These are chat archives for thunder-project/thunder

26th
Nov 2015
Jeremy Freeman
@freeman-lab
Nov 26 2015 00:35
@jwittenbach what did we do in bolt for non-tuple keys? are they allowed, or not?
looks like we force keys to always be tuples
which is perfectly reasonable
Jason Wittenbach
@jwittenbach
Nov 26 2015 01:48
@freeman-lab yeah, I think we actually ran into this problem in Thunder earlier — if I remember right, there was actually an open issue about it, but we put it off, saying that we would wait for Bolt to come along and fix it at that level.
In Bolt, I thinkn we even wrote a tupelize function so that we always make sure the keys end up as tuples, no matter what
Jeremy Freeman
@freeman-lab
Nov 26 2015 01:51
nice ok cool
in this current refactoring, i'm making it so the keys in a series are always tupled, but in images they are allowed to be ints
Jason Wittenbach
@jwittenbach
Nov 26 2015 01:58
that makes sense.

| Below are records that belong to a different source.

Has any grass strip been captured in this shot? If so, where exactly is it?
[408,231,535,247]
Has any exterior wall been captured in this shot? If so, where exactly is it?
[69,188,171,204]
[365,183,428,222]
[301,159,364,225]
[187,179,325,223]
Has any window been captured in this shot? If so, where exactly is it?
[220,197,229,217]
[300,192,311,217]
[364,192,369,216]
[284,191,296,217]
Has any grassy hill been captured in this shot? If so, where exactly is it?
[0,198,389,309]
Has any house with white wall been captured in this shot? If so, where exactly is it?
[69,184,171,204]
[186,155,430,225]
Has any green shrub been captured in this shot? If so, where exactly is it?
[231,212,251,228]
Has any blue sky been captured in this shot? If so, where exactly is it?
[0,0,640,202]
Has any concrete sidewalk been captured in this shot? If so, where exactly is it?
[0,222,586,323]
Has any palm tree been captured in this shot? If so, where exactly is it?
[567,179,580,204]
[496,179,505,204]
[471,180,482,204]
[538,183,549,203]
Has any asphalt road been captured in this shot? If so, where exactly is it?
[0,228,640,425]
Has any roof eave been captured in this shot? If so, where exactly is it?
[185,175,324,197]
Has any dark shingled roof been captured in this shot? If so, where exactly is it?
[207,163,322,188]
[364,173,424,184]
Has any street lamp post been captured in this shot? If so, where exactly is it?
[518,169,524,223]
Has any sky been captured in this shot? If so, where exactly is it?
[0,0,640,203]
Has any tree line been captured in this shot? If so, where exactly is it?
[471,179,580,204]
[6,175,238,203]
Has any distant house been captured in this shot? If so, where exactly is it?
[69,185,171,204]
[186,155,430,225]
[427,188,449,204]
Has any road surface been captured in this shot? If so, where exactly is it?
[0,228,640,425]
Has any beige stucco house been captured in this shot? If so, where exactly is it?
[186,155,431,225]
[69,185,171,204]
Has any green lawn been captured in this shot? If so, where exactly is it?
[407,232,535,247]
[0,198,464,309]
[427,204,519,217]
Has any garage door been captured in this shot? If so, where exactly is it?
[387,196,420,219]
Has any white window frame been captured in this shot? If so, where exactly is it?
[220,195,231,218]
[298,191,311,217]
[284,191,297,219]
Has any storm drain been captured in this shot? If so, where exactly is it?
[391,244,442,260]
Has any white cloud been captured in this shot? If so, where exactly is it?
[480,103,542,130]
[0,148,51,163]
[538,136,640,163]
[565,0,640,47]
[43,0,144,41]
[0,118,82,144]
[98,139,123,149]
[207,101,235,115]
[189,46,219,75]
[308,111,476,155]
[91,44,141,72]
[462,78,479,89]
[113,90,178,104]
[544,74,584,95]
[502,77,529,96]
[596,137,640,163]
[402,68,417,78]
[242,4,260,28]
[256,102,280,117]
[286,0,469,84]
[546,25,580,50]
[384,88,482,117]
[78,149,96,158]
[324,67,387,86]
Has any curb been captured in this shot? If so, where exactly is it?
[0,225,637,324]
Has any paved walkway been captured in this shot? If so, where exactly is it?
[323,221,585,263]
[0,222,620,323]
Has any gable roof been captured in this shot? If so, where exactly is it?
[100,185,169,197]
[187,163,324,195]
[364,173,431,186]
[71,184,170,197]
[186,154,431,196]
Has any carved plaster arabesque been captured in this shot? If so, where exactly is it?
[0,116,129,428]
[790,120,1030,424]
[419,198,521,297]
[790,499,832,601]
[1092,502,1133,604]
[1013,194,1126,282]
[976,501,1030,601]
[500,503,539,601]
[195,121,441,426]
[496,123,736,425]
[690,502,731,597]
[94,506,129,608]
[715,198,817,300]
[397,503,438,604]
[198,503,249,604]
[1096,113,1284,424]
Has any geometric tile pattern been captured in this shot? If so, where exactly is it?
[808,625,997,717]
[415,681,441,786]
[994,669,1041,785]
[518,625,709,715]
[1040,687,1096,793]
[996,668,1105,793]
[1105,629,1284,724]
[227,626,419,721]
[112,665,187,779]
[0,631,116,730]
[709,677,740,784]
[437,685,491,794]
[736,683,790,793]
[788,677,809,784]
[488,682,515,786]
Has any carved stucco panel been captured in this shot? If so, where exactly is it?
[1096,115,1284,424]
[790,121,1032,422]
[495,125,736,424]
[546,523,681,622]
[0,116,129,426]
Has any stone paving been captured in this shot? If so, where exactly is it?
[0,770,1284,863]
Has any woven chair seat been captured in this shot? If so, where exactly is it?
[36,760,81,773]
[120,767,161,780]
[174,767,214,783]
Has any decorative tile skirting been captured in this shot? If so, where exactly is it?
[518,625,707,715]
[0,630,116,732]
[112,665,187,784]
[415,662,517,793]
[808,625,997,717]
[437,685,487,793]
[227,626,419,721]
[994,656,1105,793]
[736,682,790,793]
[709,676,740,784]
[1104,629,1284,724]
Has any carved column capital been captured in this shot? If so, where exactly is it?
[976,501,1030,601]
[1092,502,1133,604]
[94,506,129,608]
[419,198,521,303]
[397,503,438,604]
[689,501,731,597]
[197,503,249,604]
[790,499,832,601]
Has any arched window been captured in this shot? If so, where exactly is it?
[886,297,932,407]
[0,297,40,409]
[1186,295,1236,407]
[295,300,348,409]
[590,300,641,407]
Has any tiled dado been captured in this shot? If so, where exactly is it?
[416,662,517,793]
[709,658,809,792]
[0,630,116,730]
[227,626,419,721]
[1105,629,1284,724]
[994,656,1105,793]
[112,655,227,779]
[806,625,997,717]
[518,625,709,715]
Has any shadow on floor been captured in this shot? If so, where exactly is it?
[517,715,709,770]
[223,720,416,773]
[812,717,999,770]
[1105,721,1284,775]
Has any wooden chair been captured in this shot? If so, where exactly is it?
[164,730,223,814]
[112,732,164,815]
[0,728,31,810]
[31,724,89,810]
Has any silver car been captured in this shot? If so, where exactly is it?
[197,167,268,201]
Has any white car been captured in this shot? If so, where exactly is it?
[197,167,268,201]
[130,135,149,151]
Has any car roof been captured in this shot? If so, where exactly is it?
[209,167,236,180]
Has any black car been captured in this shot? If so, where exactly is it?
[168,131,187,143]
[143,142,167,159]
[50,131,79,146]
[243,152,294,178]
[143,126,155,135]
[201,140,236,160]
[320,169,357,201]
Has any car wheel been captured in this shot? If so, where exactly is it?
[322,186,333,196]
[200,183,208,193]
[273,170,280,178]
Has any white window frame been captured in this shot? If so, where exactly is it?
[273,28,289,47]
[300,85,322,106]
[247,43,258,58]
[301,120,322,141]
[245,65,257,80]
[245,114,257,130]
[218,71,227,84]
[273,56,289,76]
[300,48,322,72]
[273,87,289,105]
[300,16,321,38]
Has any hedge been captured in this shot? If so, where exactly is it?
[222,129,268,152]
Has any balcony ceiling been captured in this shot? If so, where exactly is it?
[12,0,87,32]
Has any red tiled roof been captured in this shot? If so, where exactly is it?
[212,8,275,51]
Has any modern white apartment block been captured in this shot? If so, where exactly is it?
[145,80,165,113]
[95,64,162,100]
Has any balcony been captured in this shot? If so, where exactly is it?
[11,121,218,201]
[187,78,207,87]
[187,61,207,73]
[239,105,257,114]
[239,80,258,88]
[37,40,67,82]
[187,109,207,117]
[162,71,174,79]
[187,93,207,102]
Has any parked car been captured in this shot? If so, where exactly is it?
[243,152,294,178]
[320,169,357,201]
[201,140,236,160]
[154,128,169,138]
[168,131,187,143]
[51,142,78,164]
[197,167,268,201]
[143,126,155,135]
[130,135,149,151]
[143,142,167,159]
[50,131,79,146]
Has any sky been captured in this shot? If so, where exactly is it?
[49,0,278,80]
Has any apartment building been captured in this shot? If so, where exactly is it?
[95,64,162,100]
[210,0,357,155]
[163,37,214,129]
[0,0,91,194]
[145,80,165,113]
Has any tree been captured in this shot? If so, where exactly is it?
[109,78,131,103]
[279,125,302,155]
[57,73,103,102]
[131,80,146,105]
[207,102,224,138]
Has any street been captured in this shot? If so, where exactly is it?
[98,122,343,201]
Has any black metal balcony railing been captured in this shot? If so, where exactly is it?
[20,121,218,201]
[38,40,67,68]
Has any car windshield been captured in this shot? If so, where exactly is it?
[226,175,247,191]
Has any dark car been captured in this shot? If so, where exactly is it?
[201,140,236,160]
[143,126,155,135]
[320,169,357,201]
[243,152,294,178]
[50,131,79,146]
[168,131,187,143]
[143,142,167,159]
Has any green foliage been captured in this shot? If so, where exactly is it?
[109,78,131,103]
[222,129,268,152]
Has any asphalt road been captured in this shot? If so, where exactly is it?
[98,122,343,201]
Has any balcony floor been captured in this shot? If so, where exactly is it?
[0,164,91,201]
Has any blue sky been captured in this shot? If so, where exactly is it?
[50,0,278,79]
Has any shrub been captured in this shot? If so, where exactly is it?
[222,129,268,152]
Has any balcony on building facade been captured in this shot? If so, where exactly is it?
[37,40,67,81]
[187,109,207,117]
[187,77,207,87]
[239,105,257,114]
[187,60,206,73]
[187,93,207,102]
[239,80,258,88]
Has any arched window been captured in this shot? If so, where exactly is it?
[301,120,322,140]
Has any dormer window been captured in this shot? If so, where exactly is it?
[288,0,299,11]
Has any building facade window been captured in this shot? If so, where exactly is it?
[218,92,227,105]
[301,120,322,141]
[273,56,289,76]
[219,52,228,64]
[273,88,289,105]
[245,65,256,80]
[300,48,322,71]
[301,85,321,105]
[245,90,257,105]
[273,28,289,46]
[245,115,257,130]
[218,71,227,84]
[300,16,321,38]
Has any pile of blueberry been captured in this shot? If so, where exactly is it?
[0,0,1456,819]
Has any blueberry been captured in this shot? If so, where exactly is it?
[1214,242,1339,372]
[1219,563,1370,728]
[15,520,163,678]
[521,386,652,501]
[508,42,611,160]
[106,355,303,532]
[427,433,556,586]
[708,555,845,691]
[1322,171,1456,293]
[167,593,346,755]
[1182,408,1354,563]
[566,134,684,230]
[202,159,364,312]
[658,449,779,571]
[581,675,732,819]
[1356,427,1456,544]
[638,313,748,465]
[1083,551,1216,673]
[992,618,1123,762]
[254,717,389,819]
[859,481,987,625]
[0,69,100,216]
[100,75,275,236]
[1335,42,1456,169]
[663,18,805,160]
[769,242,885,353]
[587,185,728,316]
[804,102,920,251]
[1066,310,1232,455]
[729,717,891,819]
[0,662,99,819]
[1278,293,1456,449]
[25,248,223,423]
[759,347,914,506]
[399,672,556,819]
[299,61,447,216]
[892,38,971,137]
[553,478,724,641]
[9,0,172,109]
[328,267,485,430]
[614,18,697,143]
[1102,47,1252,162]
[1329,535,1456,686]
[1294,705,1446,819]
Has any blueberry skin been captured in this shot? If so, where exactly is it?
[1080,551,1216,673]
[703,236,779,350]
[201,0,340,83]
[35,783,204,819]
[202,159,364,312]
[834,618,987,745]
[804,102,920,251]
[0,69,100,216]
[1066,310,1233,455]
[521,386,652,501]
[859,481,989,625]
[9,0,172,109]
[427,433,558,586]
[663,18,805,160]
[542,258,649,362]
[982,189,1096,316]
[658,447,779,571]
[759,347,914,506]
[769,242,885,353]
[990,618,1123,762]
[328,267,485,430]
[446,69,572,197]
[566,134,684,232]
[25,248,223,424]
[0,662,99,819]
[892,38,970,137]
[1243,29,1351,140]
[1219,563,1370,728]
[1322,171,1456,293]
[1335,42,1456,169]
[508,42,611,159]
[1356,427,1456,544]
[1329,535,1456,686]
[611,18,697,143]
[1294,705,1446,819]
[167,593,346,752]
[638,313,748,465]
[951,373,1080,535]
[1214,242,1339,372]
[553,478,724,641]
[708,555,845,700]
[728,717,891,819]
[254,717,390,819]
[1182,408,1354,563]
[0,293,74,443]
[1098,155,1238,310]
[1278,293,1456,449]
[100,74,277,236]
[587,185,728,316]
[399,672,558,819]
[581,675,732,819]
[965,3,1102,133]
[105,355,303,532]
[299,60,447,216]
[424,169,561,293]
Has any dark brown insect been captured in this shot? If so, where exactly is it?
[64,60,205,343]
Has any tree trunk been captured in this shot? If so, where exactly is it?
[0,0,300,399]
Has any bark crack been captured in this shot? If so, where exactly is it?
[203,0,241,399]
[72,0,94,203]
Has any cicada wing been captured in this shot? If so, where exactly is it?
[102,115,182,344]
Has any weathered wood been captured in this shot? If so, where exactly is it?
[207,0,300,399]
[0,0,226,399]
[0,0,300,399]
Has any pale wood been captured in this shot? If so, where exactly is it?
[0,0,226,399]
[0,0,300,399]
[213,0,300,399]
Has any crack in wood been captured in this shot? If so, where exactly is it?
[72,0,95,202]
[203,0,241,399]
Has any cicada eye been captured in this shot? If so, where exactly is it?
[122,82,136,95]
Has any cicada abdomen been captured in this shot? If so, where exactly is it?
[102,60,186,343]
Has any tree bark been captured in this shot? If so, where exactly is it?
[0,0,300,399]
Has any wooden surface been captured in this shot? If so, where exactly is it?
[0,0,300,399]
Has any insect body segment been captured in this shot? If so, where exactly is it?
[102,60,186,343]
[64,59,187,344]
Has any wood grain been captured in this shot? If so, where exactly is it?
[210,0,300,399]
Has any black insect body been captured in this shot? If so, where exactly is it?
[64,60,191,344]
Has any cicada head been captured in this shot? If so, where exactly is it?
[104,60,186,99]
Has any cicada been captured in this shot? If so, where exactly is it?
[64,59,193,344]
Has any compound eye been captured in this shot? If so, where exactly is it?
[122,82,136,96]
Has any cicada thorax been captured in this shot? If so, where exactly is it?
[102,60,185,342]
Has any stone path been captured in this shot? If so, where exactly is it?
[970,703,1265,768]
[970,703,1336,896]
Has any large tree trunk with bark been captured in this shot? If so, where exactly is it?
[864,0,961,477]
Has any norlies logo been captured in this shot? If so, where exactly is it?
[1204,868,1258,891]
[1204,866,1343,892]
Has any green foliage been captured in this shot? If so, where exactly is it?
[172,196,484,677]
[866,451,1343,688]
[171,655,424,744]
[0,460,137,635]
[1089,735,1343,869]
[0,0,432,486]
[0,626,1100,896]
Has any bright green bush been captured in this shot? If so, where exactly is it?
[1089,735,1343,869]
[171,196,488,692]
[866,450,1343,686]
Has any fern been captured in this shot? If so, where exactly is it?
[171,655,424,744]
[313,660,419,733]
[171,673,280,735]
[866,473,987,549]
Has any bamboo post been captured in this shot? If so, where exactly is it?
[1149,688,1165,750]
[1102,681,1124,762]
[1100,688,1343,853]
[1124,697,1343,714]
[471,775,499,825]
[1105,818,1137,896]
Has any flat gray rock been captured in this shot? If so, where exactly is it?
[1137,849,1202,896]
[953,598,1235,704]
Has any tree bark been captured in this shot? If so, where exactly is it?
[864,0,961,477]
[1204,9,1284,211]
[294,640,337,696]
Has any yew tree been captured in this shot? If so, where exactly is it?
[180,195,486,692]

There was someone recently who was actually asking about multi-indexing on Images. As long as they still have the option of being tuples, there’s no reason we could move some of that functionality up. Key pieces of code like that would just have to remember that they can’t assume that indices will always be tuples.
Jeremy Freeman
@freeman-lab
Nov 26 2015 01:59
hmm multi-indexing like your multi-index stuff on series?
that doesn't make sense to me, cause those are different indices
tarun joshi
@26tarun
Nov 26 2015 02:25
@jwittenbach : ohh! my bad! that was without the bracket https://github.com/26tarun/iPythonNotebooks/blob/master/PCA_single_image.ipynb , i would like to extract features from multiple unrelated ( images of various objects). When I perform the PCA tutorial and do model.scores.pack() it packs all the series data in one big array. Instead of this i would like features from each image in form of series/key,value/ indexed format. So that i can plot them ( this is what i get as features from multiple images, https://github.com/26tarun/iPythonNotebooks/blob/master/PCA_multipleImages.ipynb )
Kyle
@kr-hansen
Nov 26 2015 02:33

@rmchurch I can see the sc.parallelize... Would there be any reason that using loadImages() on a .tif stack with nplanes=1 would end up doing the def read in LocalFSFileReader? Basically when I reserve a node on our cluster, I take the whole node and all cores, run in local mode, and parallelize across the node. However, Thunder doesn't automatically parallelize my tif stack when I read it in in this method and I'm trying to figure out why.

It stays on one core until I do a .toSeries() to the data, then it will parallelize correctly.